Zoom’s chief diversity officer, Damien Hooper-Campbell, told Reuters: “Bias was not at play, but rather a combination of the user’s distance from the camera, use of headphones, and seating position.”
Madland said the problem subsided after his colleague purchased a green screen and some “snazzy lighting.”
For Zoom and its rivals, delivering on inclusion could provide an edge while vying for post-pandemic deals with clients — which are facing their own reckonings on diversity.
Global spending on cloud-based conferencing is forecast to reach $5.41 billion this year, up from $5.02 billion in 2020, according to tech consultancy Gartner. It does not track market share, but analysts cite Zoom and Cisco as the leaders.
‘Not equally represented’
The upcoming Google Meet feature tackles the problem of people appearing darker because of their surroundings, for example when sitting in front of a window, said Niklas Blum, a Google product leader involved with Meet.
“Users with dark skin tones are not equally represented, and we want to build products for everyone,” he said.
The AI separates users from their background, determines whether they are underexposed regardless of their skin tone, brightens the picture accordingly, and finally merges the background and foreground.
Meet’s virtual waiting room will prompt users to activate the lighting adjustment when it detects they could benefit from it, said Stéphane Hulaud, product lead for video quality and processing in Meet.
Blum and Hulaud said Meet first identified the representation issues in video when launching a low-light enhancement for mobile calls well before the pandemic. Developing the latest feature took considerable time, but it led Meet to establish product inclusion testing procedures and mandate them for all of its work.

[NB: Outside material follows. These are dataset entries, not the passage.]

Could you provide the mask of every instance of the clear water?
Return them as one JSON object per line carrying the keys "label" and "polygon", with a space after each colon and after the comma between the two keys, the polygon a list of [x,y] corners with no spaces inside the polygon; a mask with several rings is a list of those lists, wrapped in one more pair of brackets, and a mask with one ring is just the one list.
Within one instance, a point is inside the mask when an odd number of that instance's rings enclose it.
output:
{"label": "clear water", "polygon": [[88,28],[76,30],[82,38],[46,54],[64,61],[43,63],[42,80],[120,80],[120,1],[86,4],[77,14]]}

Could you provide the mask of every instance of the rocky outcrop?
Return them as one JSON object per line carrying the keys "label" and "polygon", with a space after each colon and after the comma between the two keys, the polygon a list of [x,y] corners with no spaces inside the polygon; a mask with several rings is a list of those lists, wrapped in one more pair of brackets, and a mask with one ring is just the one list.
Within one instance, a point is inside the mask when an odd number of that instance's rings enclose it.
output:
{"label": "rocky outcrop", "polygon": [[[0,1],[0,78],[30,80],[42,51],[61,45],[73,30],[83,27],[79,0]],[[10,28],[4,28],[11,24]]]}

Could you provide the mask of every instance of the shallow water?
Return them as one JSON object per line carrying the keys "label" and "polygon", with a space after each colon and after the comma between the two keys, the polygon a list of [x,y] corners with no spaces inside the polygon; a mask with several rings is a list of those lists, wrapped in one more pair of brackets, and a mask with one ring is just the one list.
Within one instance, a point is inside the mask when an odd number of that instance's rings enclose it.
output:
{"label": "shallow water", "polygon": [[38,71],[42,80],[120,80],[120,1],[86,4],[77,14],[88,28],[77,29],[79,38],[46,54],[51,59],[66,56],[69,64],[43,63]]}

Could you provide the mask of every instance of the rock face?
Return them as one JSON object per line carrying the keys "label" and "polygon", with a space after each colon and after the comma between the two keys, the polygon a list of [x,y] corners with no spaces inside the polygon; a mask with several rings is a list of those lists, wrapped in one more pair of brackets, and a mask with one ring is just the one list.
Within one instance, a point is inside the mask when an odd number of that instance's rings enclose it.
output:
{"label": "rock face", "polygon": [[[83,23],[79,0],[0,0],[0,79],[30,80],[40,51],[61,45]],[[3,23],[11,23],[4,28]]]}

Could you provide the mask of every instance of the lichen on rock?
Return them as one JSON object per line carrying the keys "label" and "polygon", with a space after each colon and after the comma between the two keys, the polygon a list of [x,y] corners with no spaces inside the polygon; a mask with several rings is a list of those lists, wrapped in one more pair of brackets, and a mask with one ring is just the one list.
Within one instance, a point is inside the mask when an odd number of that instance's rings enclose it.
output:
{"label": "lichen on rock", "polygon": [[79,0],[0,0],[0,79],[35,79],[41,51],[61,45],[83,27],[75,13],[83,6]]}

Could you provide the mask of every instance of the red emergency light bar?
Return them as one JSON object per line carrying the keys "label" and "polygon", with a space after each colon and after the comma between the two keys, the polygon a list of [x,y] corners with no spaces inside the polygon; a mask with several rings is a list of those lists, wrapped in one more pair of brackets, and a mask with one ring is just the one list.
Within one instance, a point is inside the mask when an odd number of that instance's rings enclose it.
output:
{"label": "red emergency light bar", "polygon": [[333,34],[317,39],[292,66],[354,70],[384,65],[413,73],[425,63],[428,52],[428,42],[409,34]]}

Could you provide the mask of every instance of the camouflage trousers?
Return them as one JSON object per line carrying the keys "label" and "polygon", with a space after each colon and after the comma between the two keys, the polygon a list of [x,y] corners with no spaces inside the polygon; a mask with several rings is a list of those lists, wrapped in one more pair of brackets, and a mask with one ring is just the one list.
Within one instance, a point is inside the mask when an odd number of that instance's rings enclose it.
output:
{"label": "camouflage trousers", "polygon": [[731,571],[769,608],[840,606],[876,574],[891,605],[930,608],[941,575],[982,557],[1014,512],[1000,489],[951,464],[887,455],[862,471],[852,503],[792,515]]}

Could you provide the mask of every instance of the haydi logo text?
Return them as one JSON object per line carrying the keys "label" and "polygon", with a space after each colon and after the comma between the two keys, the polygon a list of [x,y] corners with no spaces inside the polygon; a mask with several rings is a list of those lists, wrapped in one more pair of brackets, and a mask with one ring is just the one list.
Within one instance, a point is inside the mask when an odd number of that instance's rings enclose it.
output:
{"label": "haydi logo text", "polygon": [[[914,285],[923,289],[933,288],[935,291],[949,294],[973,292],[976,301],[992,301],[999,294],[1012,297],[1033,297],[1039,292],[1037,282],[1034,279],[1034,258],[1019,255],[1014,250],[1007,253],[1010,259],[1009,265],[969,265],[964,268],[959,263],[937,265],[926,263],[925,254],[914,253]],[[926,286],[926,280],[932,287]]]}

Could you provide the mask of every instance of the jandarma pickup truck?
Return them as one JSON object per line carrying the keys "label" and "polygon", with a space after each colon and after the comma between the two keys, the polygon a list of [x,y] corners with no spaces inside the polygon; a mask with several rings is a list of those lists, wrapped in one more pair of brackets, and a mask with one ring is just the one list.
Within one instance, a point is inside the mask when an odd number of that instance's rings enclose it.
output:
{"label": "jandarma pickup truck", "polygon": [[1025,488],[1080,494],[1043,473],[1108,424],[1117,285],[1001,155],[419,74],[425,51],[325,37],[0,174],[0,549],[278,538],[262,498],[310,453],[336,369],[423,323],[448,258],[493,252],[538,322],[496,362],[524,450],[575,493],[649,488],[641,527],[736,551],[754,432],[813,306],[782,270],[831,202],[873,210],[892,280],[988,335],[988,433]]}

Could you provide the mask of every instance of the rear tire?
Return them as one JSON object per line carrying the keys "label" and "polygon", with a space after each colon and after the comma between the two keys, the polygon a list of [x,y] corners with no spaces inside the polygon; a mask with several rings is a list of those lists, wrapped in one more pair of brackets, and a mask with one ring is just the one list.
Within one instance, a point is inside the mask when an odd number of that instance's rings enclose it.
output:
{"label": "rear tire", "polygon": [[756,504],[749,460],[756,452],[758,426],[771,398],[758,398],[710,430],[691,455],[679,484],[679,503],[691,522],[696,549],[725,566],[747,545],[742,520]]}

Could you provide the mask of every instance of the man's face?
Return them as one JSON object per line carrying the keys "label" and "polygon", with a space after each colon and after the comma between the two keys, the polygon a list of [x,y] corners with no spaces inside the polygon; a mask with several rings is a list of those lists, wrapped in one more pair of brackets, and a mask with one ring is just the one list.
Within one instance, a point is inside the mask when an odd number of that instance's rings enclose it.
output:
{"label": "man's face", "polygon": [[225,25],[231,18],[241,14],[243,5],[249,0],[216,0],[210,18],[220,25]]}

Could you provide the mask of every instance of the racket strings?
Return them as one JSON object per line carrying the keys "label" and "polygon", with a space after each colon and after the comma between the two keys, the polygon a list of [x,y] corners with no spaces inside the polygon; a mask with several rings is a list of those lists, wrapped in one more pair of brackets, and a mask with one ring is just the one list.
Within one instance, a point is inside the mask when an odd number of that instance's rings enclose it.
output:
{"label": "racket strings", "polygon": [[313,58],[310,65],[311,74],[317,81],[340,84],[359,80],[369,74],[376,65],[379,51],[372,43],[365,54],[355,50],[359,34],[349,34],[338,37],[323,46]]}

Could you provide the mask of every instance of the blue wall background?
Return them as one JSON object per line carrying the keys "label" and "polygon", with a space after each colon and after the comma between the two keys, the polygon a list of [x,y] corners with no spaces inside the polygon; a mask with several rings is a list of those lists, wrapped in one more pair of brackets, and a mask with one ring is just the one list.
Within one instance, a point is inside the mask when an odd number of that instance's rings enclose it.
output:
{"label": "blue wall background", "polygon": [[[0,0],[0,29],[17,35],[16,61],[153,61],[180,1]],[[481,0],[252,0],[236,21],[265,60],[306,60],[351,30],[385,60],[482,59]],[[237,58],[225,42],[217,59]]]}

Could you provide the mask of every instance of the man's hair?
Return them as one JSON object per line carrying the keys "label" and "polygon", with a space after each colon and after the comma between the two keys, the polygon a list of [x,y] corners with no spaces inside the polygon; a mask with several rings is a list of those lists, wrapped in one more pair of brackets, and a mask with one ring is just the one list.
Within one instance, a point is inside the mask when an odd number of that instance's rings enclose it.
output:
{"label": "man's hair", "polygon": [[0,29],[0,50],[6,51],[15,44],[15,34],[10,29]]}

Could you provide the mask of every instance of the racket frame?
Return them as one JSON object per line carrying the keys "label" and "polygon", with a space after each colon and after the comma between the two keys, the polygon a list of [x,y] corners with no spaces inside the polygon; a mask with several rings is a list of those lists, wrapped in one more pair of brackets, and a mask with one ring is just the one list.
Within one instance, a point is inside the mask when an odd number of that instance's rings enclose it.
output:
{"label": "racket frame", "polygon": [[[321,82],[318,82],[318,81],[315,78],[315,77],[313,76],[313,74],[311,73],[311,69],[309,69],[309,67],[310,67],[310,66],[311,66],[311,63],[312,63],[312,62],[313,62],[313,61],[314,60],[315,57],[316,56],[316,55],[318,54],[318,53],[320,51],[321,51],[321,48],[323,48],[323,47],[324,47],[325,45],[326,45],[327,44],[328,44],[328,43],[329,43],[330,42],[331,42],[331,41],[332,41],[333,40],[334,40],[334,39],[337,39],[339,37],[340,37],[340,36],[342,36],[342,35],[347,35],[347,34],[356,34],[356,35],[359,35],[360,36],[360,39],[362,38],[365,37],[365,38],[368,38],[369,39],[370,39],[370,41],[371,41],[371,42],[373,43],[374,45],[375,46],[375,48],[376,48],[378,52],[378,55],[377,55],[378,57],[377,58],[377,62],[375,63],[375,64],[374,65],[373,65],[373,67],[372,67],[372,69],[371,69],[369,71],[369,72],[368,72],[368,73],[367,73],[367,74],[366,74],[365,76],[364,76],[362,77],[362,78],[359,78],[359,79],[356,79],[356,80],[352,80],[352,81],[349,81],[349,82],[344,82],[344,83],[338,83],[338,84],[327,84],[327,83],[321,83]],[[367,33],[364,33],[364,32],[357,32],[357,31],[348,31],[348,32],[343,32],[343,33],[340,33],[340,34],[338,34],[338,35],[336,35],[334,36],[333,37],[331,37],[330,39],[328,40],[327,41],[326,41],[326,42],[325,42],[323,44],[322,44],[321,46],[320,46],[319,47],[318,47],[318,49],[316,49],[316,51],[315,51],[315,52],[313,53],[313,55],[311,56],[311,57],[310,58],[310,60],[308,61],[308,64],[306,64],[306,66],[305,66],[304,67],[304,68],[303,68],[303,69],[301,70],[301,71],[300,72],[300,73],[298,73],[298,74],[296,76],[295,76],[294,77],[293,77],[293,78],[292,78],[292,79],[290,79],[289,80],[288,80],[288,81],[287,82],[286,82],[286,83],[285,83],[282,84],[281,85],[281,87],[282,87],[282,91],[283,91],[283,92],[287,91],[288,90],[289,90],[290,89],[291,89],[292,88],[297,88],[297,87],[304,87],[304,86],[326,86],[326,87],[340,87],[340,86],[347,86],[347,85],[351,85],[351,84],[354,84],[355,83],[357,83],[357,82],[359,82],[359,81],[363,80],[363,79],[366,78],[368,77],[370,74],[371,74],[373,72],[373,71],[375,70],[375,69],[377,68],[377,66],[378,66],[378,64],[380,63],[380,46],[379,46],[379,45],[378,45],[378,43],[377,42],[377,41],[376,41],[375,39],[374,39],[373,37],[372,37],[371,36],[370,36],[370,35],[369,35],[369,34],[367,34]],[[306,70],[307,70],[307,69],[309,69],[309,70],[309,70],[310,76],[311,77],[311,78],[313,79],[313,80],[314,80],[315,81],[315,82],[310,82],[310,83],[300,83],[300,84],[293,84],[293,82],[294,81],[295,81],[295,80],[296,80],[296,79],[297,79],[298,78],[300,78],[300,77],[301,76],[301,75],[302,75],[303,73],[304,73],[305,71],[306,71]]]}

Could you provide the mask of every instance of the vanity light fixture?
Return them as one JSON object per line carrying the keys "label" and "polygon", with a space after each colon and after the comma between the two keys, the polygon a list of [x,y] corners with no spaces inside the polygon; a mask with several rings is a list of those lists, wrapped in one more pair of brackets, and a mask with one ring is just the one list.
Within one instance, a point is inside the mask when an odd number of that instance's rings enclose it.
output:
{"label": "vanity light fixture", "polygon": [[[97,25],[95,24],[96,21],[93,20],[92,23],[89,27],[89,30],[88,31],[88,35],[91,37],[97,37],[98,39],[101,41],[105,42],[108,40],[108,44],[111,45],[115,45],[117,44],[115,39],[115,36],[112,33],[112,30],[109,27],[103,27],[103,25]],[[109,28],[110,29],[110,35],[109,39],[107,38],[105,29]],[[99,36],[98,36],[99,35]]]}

Google is pursuing additional fixes, too. Meet is pitching laptop makers and operating systems on sharing greater control over cameras’ white balance and exposure. Internally, Google adopted minimum light reflectiveness requirements for conference room designs.
At Cisco, the new gesture-recognition option, when turned on, lets users hold up their thumb on camera for about a second to generate a virtual thumbs-up on screen.
Cisco trained its AI to focus on the shape outline and movement of the gesture in time and space, reducing potential issues from variance in skin tone, said Keith Griffin, a distinguished engineer at the company.
Praying hands — for “thank you” — are among possible new gesture options to come, with a feature that interprets sign language an eventual goal. Webex also expects to add skin-tone options beyond yellow for the icons.
Mike Sharp, LogMeIn’s chief product officer for unified communications and collaboration, said education clients have driven some of the company’s “inclusion” updates.
For instance, forthcoming support for Spanish, Mandarin and other languages in voicemail prompts and transcriptions will benefit an unidentified California school district that wanted to better engage with its community, Sharp said.
Facebook Workplace, a suite of business communication tools, last month said video town hall hosts soon would see name pronunciations for workers posing written questions.
Product head Ujjwal Singh said the pointers, which are AI-generated but editable, aimed to help executives at clients including Nestle SA and Booking Holdings Inc properly address colleagues and promote inclusion.
“I don’t want to mispronounce it to thousands of employees and look like I’m not in touch with the company,” he said.